Ontario Premier Doug Ford tours the "Hockey Hub" mass vaccination centre in Brampton, Ont., Thursday, June 3, 2021. One day after the premier said he wouldn't mandate COVID-19 vaccines for any worker groups, the Ontario Medical Association, which represents doctors in the province, is calling for mandatory vaccinations for health-care workers. THE CANADIAN PRESS/Nathan Denette

“As a front-line doctor who is fully vaccinated, I am proud to stand with my physician colleagues who continue to advocate for full vaccination of all those eligible.”

The physicians’ group cited a recent survey of its members that found 98 per cent of respondents had already received both doses of a COVID-19 vaccine.

While the OMA did not reference Ford in its statement, the nurses’ association said the premier was “on the wrong side of science” with his position on the issue of mandatory shots.

“Nurses stand with science and for patients,” the group said on Twitter. “This is why we call for mandatory COVID-19 vaccination.”

Ford, who has personally been fully vaccinated, said on Thursday that he encourages people to get both COVID-19 doses but thinks they should have the right to refuse the shots.

“I think it’s our constitutional right to take it or not take it,” he said when asked if he would make the vaccine mandatory for health-care workers.

“I’ve been out here for months, begging, pleading [for] everyone to get it, but no one should be forced to do anything.”

He has also rejected the idea of an Ontario “vaccine passport” that would give people access to certain services, saying it would be up to employers to develop their own vaccination policies.

The government has said people can present their receipt from their shots to businesses or other settings that ask for it.

Seventy-nine per cent of adults in Ontario had received at least one dose of a COVID-19 vaccine as of Friday and 60 per cent were fully vaccinated.

The provincial government has recently introduced stricter COVID-19 vaccination rules for workers in long-term care homes, but the policy stops short of requiring that workers take the shot.

Ontario long-term care homes saw widespread outbreaks and deaths from COVID-19 during the first year of the pandemic.
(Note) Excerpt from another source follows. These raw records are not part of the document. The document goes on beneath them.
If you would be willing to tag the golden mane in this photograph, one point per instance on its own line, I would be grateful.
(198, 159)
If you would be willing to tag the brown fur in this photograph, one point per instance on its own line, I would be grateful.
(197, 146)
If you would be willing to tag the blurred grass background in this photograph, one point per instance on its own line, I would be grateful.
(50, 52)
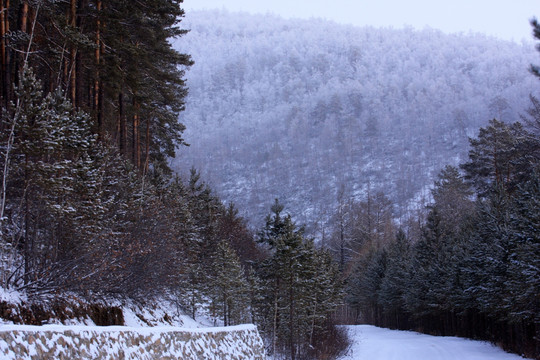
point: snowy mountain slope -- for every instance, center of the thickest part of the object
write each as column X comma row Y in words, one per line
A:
column 295, row 109
column 370, row 342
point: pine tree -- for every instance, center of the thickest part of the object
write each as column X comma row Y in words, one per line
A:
column 229, row 289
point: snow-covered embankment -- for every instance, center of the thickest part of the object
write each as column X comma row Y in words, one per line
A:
column 119, row 342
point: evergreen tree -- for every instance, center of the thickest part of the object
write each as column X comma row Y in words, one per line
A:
column 228, row 288
column 300, row 285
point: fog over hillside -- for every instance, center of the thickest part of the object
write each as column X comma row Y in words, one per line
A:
column 297, row 109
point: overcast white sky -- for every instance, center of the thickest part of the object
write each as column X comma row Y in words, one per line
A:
column 507, row 19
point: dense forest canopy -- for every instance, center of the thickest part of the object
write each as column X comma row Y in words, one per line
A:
column 296, row 109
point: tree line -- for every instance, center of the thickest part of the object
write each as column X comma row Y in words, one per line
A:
column 468, row 266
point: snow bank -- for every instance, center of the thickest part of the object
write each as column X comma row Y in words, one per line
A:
column 120, row 342
column 370, row 342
The situation has improved as the vast majority of residents have been vaccinated against the virus, but outbreaks have persisted mainly among staff, whose immunization rates have lagged.

The province has now made it mandatory for long-term care staff to disclose their COVID-19 vaccination status. Workers who don’t take the vaccine for non-medical reasons must take mandatory education about the importance of immunization.

As of this week the government reported 93 per cent of long-term care staff had received at least one dose and 87 per cent were fully vaccinated.